One of the major subplots involves Bea’s Peter Rabbit book being eyed for the blockbuster franchise treatment by slick publishing mogul Nigel Basil-Jones (a wasted but nicely-suited-up David Oyelowo). Nigel’s garish ideas for splashy sci-fi Peter Rabbit sequels very pointedly feel like a thumbing of the nose at the great many who complained about the original film deviating too far from the pure essence of Beatrix Potter’s stories, as if telling the audience, “Hey, it could be much worse!”
It’s an interesting line for a sequel to cut, albeit one which can’t help but feel hypocritical in a movie that features several bizarre pop music needle-drops, namely the truly baffling placement of Green Day’s “Boulevard of Broken Dreams” when Peter mournfully considers his life.
Yet other aspects of the film’s introspection prove more knowing; for all of its self-flagellating jokes about turning Peter Rabbit into a blockbuster franchise, the film’s utterly bonkers third act offers up a series of creative, Fast and the Furious-aping action beats so thoroughly silly as to rouse genuine laughter. In these moments – particularly an inspired vehicular stunt involving everyone’s favourite hedgehog, Mrs. Tiggy-Winkle (Sia), Peter Rabbit 2 conjures the essence of the gold standard of adventure film sequels, Paddington 2. Only the essence, mind.
It is a film that wants to have its cake and eat it too, and while this doesn’t always work, there’s a prevailing uncanniness to much of the film’s scattershot wink-wink humour. Breathless Family Guy-style cutaways are fired at the audience every so often, lending the film an endearing, unexpected, quasi-Looney Tunes vibe. By the time it’s all over, the fourth wall has been smashed to smithereens, and I was left quite shocked at how often I’d laughed through it all.
It helps that Byrne and Gleeson don’t look down upon the material and bring a genuine sense of charm to proceedings, while the ensemble voice cast similarly crushes it.

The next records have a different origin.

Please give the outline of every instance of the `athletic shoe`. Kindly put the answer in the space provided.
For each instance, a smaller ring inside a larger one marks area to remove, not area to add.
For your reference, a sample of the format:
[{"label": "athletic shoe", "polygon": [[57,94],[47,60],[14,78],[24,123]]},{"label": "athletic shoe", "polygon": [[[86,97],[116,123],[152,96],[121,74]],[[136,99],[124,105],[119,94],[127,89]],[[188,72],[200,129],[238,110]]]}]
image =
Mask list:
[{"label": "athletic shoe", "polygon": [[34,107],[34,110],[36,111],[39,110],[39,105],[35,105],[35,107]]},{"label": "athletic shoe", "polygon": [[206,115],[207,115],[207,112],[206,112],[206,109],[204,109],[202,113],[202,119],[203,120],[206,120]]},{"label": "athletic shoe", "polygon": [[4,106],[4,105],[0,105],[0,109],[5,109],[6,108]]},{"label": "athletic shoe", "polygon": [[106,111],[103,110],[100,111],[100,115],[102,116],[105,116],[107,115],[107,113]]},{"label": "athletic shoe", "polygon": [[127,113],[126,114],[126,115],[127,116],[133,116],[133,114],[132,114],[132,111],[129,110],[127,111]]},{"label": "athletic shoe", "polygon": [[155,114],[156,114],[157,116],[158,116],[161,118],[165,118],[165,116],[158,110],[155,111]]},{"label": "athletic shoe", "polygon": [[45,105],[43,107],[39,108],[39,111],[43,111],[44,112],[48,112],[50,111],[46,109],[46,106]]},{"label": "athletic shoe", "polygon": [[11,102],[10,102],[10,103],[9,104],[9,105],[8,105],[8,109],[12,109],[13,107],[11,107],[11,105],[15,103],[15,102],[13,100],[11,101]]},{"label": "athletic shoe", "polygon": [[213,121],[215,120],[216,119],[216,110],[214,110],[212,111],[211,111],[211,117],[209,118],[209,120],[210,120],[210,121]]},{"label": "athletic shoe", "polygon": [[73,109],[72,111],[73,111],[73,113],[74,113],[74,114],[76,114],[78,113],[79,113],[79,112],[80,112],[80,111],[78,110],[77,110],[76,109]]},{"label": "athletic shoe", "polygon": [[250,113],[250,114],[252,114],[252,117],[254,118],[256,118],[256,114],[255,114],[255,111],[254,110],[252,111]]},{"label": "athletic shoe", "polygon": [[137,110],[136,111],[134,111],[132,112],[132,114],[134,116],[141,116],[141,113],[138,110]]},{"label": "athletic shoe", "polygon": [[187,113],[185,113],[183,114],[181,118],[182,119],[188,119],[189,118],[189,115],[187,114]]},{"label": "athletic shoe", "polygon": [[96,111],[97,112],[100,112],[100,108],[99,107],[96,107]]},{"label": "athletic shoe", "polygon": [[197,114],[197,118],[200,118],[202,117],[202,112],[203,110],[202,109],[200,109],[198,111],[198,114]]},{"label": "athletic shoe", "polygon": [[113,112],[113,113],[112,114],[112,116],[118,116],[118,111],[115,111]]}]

Corden may remain a divisive choice as Peter, and the film doesn’t help this by repeatedly making a joke out of how annoying he’s perceived to be, but he’s buffeted by the efforts of his vocal co-stars, particularly Lennie James, who is terrific as Peter’s new Guy Ritchie-esque rabbit mentor, Barnabas.
Because it’s a “talking animal film,” the original doesn’t get nearly enough credit for its polished visual effects, and the same is likely to be true here; whether you dig the voices attached to the animals or not, the designs cut an appealing compromise between realism and heightened cartoonishness.
The volumetric fur detail of Peter in particular is astonishing to behold, and probably the best argument for watching this thing on the big screen. That and the fact it’s a harmless slam-dunk for parents keen to reintroduce their little ones to the wonders of the big screen once again.
While a mostly garden variety sequel, Peter Rabbit 2 touts just enough of a surreal, meta-narrative edge to elevate itself above its totally-fine predecessor. If only more kids’ films were this enthusiastically weird.